他にもニンジャのモンスター化は、スプラッタ描写で強化されている。
手裏剣はガンガン突き刺さり、刀は手足のみならず頭部をズコンズコンと切断する。
黒と赤の乱舞。
闇の映像なので、いい具合に粗がない。
だから、ニンジャが茶化されていないで、ちゃんと恐怖の対象になってるのよ。
なんつっても、ホラー・レーベル“ダーク・キャッスル”社の作品ですしね。
『V・フォー・ヴェンデッタ』のJ・マクティーグが監督で、ウォシャウスキー兄弟とジョエル・シルヴァーが製作してるので、こだわりが暴走してます。

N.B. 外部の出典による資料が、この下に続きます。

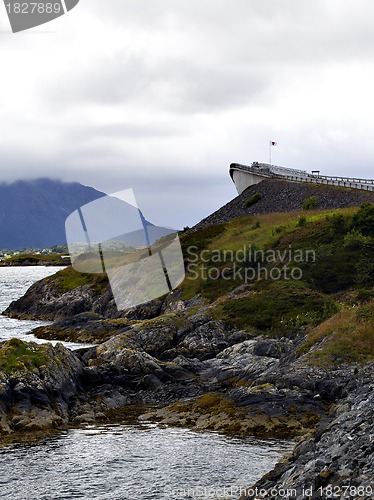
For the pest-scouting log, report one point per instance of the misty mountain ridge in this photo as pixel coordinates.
(33, 213)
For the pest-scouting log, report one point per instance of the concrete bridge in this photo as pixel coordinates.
(244, 176)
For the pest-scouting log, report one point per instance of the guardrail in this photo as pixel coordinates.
(267, 170)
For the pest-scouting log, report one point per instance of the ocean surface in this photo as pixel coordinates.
(14, 281)
(131, 461)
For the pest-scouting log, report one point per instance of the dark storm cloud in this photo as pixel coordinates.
(162, 95)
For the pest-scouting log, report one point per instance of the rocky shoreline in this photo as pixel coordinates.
(272, 358)
(197, 372)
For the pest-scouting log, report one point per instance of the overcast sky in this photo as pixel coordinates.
(162, 95)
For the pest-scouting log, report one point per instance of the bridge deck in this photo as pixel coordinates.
(265, 170)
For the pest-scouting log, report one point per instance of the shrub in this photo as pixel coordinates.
(363, 220)
(355, 239)
(310, 203)
(302, 221)
(338, 224)
(253, 199)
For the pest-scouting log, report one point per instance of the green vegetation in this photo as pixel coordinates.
(16, 355)
(345, 337)
(31, 259)
(67, 279)
(278, 308)
(253, 199)
(310, 203)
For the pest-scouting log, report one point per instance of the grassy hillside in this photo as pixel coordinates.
(316, 275)
(306, 274)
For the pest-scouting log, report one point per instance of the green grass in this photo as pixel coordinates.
(68, 279)
(34, 259)
(278, 308)
(346, 337)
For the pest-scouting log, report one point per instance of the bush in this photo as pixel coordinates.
(253, 199)
(354, 240)
(363, 220)
(338, 224)
(310, 203)
(302, 221)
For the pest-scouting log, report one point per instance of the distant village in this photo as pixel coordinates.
(7, 253)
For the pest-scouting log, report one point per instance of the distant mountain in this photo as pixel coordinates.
(33, 213)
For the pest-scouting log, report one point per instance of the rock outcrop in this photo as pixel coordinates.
(38, 386)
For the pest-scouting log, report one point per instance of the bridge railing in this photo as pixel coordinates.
(267, 170)
(329, 181)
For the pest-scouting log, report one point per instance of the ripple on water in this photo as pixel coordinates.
(135, 462)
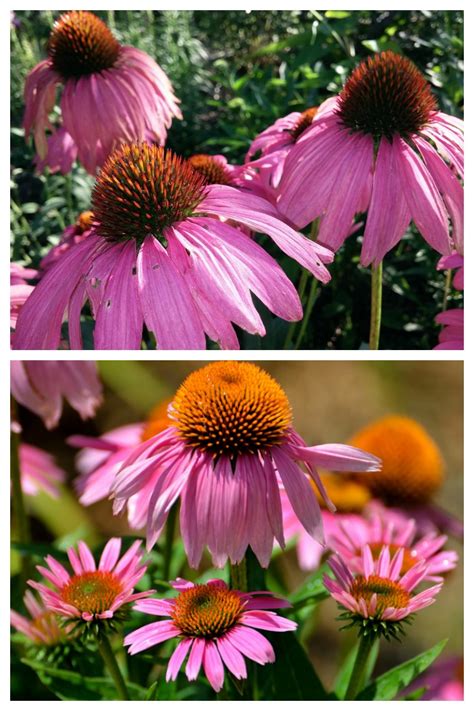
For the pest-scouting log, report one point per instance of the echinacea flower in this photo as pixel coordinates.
(92, 593)
(379, 530)
(381, 597)
(380, 147)
(39, 471)
(230, 446)
(42, 627)
(157, 256)
(216, 625)
(41, 386)
(451, 337)
(110, 94)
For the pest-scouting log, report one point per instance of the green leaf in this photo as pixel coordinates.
(388, 685)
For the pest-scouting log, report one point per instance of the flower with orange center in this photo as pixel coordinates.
(230, 446)
(217, 626)
(380, 597)
(95, 71)
(93, 594)
(412, 465)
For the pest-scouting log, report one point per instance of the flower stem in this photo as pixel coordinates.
(113, 668)
(169, 538)
(375, 307)
(358, 670)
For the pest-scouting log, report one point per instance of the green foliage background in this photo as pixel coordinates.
(235, 73)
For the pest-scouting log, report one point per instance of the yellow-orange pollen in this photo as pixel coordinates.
(92, 592)
(211, 169)
(231, 408)
(389, 593)
(207, 611)
(81, 44)
(412, 465)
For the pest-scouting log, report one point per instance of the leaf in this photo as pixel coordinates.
(388, 685)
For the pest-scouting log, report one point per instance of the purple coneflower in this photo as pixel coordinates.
(110, 94)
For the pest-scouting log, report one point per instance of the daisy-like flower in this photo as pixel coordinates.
(381, 597)
(379, 530)
(380, 147)
(41, 386)
(110, 94)
(451, 337)
(101, 458)
(39, 471)
(42, 626)
(157, 255)
(216, 625)
(230, 446)
(93, 593)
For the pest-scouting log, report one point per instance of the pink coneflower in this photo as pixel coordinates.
(157, 256)
(39, 471)
(110, 94)
(379, 530)
(381, 593)
(230, 445)
(42, 627)
(92, 593)
(380, 147)
(41, 386)
(451, 337)
(217, 626)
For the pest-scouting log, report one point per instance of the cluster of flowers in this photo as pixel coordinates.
(226, 449)
(169, 242)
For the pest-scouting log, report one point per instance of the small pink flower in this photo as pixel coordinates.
(110, 94)
(217, 626)
(451, 337)
(43, 627)
(230, 448)
(157, 256)
(380, 147)
(381, 591)
(39, 471)
(41, 386)
(92, 593)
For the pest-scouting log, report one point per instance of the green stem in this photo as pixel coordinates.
(169, 538)
(358, 670)
(376, 307)
(21, 518)
(113, 668)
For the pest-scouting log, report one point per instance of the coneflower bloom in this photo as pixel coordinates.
(42, 627)
(451, 337)
(157, 255)
(216, 625)
(230, 445)
(41, 386)
(90, 592)
(381, 594)
(380, 147)
(101, 458)
(110, 94)
(379, 530)
(39, 471)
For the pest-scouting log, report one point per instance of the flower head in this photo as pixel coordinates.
(230, 447)
(95, 71)
(91, 593)
(383, 136)
(42, 627)
(216, 625)
(41, 386)
(381, 596)
(157, 255)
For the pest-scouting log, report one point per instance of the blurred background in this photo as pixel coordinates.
(331, 401)
(236, 73)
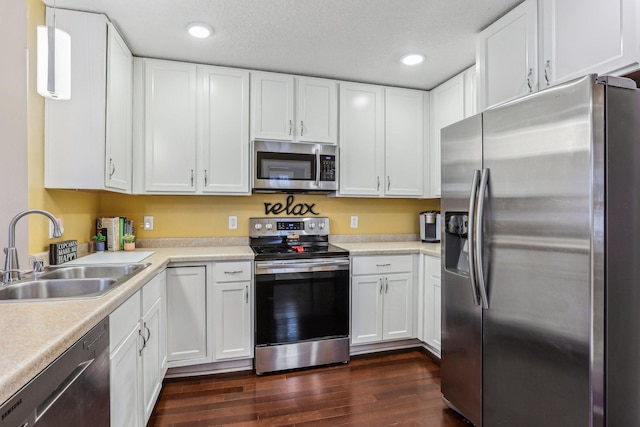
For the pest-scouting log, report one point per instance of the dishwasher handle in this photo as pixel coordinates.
(62, 388)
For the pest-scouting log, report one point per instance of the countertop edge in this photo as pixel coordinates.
(87, 313)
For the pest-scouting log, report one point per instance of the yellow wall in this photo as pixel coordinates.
(208, 216)
(78, 209)
(182, 216)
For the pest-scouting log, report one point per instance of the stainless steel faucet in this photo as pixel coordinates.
(11, 264)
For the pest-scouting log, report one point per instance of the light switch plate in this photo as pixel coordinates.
(148, 223)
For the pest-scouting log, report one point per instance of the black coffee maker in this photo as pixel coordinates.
(430, 226)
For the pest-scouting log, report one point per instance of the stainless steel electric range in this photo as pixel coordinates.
(302, 294)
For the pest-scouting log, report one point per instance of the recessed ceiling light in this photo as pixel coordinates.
(412, 59)
(199, 30)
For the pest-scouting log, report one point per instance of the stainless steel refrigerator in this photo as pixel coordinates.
(541, 259)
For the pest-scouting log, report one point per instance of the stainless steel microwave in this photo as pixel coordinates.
(280, 166)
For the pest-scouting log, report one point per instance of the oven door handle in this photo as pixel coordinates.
(315, 265)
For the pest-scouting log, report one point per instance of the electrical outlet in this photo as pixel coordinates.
(148, 223)
(60, 224)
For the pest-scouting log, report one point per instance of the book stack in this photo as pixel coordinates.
(113, 228)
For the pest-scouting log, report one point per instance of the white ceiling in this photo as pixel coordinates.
(357, 40)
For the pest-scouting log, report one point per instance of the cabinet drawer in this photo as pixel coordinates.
(432, 266)
(123, 319)
(381, 264)
(232, 271)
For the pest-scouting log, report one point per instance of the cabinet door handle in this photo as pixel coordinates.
(547, 70)
(144, 342)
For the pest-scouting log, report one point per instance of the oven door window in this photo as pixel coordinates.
(295, 307)
(286, 166)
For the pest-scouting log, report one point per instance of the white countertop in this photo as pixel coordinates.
(34, 334)
(381, 248)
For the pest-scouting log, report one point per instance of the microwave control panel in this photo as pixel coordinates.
(327, 168)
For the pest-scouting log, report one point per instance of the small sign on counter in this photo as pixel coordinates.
(61, 252)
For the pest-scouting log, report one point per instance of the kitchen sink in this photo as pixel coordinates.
(47, 289)
(72, 282)
(91, 271)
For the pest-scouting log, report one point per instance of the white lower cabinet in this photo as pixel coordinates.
(137, 350)
(232, 310)
(382, 298)
(431, 303)
(209, 309)
(187, 324)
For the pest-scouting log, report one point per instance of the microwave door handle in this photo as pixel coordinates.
(317, 167)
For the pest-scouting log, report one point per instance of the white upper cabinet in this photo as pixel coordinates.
(272, 106)
(195, 131)
(169, 126)
(506, 56)
(404, 142)
(447, 107)
(381, 141)
(361, 139)
(587, 36)
(289, 108)
(96, 122)
(317, 110)
(224, 130)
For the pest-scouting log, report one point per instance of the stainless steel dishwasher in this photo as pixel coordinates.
(71, 391)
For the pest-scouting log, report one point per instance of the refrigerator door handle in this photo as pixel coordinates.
(484, 181)
(470, 233)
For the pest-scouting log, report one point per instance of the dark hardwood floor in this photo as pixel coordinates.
(380, 390)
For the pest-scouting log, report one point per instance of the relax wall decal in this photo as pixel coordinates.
(290, 207)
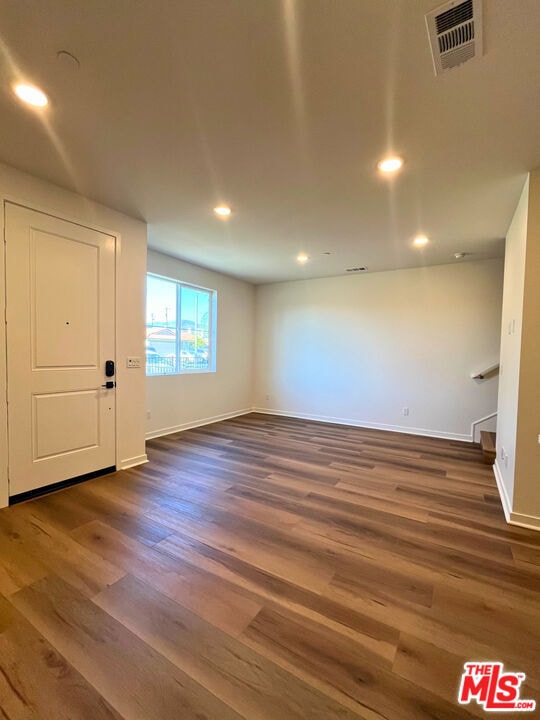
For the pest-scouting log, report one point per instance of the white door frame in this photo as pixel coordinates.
(4, 198)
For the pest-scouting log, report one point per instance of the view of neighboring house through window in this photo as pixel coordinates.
(180, 327)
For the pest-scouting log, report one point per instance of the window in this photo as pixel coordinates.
(180, 327)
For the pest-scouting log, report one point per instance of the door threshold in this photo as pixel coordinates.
(38, 492)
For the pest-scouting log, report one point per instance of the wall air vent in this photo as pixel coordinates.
(455, 33)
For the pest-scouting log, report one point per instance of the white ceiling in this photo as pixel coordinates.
(280, 108)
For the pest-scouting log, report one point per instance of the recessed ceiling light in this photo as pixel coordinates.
(390, 164)
(222, 211)
(31, 95)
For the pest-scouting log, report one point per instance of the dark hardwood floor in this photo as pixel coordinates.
(268, 569)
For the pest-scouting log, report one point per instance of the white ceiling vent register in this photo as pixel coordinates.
(455, 33)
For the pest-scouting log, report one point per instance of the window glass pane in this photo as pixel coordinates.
(195, 321)
(161, 326)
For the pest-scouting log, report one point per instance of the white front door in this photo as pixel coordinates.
(60, 312)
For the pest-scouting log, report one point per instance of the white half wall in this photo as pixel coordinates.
(130, 306)
(176, 402)
(359, 349)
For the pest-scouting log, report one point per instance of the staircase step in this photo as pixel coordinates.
(489, 447)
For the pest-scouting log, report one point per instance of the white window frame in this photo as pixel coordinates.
(212, 327)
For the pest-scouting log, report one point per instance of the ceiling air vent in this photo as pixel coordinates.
(455, 33)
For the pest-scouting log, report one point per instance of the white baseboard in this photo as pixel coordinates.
(196, 423)
(131, 462)
(505, 500)
(531, 522)
(372, 426)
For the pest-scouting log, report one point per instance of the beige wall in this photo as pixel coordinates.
(511, 331)
(360, 349)
(131, 268)
(527, 472)
(176, 402)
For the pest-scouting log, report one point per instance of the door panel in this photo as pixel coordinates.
(60, 331)
(71, 317)
(82, 432)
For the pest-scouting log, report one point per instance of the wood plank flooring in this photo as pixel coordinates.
(267, 568)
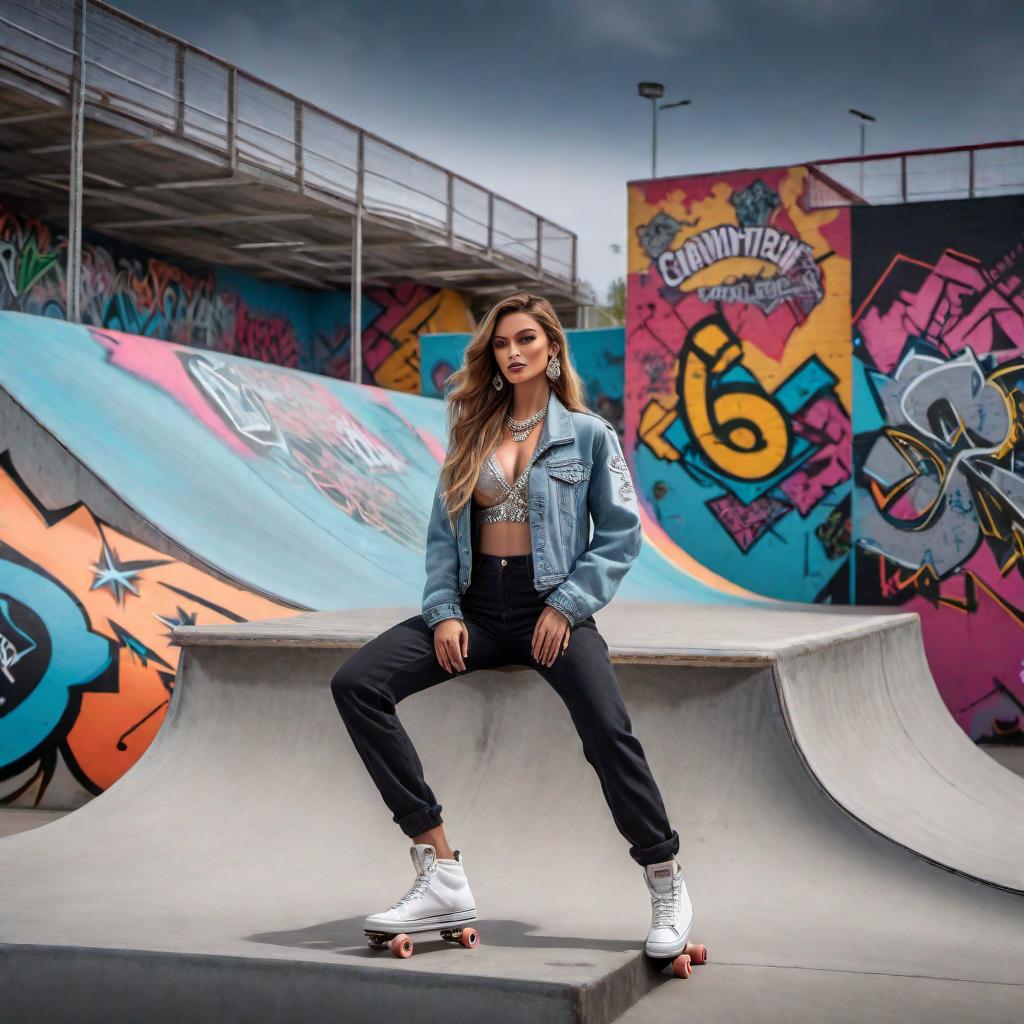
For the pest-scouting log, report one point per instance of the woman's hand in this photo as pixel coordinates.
(551, 636)
(452, 644)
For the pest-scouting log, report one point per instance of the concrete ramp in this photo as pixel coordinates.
(820, 838)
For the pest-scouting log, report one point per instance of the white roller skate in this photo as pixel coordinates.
(439, 900)
(672, 919)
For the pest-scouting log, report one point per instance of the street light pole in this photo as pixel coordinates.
(653, 91)
(863, 119)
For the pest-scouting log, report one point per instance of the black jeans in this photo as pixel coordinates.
(501, 608)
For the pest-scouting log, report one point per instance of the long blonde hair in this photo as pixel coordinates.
(475, 411)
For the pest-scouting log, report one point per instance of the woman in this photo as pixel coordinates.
(513, 579)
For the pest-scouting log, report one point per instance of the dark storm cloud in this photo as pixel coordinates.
(538, 99)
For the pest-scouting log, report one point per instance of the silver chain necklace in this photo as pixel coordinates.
(521, 428)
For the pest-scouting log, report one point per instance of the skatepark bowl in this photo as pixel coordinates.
(851, 854)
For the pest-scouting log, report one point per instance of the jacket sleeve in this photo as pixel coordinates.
(617, 536)
(440, 594)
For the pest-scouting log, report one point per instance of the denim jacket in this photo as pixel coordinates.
(578, 472)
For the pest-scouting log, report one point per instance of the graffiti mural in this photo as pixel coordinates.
(393, 320)
(939, 444)
(737, 377)
(126, 289)
(86, 670)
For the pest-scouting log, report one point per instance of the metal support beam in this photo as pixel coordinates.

なにしろ、マクティーグは大映の『忍びの者』の主演の市川雷蔵への敬意で、主役の名前を雷蔵にしてますからね。
マクティーグ作品は、刃物とかの動きの残像のつけ方が好きなのよね。
ジャンルとしての、ニンジャ映画の復活を目指したそうで、そういう意気込みは感じます。
全体の構成は、まさに、ジャンル映画って感じに落ち着いてますが、脚本の直しを『チェンジリング』の脚本家がしていて、セリフが妙にいいのよね。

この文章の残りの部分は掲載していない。